GPU Rendering not that much faster

mitsuba-renderer / mitsuba2

Mitsuba 2: A Retargetable Forward and Inverse Renderer

Other

2.05k stars 267 forks source link

GPU Rendering not that much faster #72

Closed garethwalkom closed 4 years ago

garethwalkom commented 4 years ago

I've been doing some test renders with the cbox.xml example scene with different spectral variables, to see which is the fastest; however, I expected GPU rendering to be much faster. Do these times look correct? Should I change something to improve rendering speed? I also didn't expect gpu_spectral the slowest.

All of the below are rendered at 256x256 at 256 samples_count scalar_spectraltook: 12.578 s packet_spectraltook: 12.993 s gpu_spectral at 64 samples_per_passtook: 13.119 s gpu_autodiff_spectralat 64 samples_per_passtook: 10.364 s

Is there maybe another or a better way I should be testing this?

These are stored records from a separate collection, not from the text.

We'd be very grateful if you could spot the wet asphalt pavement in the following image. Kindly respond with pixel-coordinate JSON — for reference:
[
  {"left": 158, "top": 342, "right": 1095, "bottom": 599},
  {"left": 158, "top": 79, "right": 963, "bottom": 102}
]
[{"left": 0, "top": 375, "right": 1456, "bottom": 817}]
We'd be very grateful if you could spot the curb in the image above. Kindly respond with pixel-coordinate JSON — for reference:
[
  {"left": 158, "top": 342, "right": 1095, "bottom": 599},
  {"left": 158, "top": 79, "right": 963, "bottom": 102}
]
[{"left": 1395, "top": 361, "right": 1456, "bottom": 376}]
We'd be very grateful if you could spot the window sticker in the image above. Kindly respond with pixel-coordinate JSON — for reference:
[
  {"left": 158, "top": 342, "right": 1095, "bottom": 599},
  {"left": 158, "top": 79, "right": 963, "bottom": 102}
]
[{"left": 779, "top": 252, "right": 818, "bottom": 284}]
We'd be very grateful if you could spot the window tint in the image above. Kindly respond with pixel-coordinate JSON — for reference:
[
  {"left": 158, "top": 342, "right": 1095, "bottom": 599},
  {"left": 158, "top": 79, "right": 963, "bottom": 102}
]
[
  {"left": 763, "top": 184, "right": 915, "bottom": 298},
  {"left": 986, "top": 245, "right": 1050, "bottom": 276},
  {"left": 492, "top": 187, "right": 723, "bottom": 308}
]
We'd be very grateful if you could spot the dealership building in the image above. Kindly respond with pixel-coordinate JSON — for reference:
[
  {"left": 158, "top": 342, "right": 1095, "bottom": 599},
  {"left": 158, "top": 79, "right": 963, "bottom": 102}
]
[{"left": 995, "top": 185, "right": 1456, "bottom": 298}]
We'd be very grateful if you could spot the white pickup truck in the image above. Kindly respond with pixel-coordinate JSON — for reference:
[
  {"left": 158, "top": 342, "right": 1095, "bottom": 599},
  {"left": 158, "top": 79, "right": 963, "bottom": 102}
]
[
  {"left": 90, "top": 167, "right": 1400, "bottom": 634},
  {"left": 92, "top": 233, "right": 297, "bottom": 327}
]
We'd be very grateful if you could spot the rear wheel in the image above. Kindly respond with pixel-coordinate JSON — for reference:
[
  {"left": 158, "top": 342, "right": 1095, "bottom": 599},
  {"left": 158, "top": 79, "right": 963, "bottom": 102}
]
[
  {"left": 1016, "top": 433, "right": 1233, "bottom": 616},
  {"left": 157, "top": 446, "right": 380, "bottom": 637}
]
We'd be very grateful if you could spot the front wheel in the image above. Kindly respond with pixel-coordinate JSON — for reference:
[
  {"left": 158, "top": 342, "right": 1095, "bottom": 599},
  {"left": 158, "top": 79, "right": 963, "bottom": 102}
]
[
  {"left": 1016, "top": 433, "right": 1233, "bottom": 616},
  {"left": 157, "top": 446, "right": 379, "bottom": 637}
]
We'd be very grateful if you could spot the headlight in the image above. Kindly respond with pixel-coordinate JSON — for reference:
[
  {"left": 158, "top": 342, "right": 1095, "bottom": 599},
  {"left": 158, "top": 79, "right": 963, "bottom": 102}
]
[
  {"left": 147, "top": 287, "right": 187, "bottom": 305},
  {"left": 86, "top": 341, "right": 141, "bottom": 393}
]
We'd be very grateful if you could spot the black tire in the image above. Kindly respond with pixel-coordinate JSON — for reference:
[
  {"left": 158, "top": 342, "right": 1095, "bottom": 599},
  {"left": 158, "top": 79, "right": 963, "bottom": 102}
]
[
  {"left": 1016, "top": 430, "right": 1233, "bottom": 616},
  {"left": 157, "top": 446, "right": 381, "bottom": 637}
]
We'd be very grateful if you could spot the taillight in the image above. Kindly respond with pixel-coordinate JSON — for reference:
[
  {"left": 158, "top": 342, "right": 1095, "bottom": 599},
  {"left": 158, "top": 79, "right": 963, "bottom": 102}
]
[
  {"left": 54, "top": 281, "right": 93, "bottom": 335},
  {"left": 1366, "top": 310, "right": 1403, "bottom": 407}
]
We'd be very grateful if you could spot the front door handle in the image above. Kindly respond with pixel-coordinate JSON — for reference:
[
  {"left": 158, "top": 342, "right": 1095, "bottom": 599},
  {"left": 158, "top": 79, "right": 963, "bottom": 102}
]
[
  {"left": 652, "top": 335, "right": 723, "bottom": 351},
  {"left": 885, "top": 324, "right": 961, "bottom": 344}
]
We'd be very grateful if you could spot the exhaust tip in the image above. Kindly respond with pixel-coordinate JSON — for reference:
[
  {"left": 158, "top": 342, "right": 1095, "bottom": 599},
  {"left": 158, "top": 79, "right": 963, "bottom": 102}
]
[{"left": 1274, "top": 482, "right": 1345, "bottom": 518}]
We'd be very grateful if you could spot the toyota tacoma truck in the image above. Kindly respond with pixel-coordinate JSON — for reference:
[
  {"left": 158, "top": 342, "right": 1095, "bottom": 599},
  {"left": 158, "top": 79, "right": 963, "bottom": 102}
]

abhinavvs commented 4 years ago

I ran very similar tests but on a different (custom-designed) scene and observed something very similar. I compared the scalar_rgb and the gpu_autodiff_rgb modes for rendering the scene with different values of sample_count. The results are summarized in the image below:

X-axis shows the sample_count value
Second column in the table refers to Rendering Time/sample_count which I expected to be much smaller for GPU rendering.
Also, due to the size of my scene (512x384), I wasn't able to increase samples_per_pass more than 50.

Is this expected? What's the best way to get the maximum computational acceleration?

wjakob commented 4 years ago

@abhinavvs, @garethwalkom -- we're aware of this. Enoki's JIT compiler is currently undergoing a complete redesign to improve performance on the GPU, amongst other things. We're optimistic that this will lead to significant speedups.

That said, if your goal is to have a very fast GPU path tracer, let me stress that you absolutely should not use Mitsuba 2. It uses a wavefront approach, where we read and write out large amounts of information into memory at each bounce. This memory traffic becomes the main bottleneck rather than, e.g., rays per second. The fastest current GPU path tracers instead use a megakernel approach, which avoids this heavy memory traffic. Obvious follow-up questoin: why did we not use a megakernel approach for Mitsuba? Mitsuba's GPU mode is primarily designed to enable differentiable rendering, which requires a wavefront simulation that allows us to record a complete graph of the underlying computation.

abhinavvs commented 4 years ago

Thanks for the insightful explanation, @wjakob! This explains a lot.

Personally, I would still stick with Mitsuba 2 since I am looking to perform differentiable rendering. The speed-up question was more of a 'good-to-know' type thing.

That said, I am eagerly looking forward to the Enoki JIT compiler redesign changes that you had mentioned. I am also looking forward to the plug-in in PR #44 which allows differentiation w.r.t object transformations. Both those upgrades would be very useful for my research. Could you comment on the rough expected release dates for these plug-ins/functionalities?

garethwalkom commented 4 years ago

Thanks @wjakob! It was also something I was curious to know.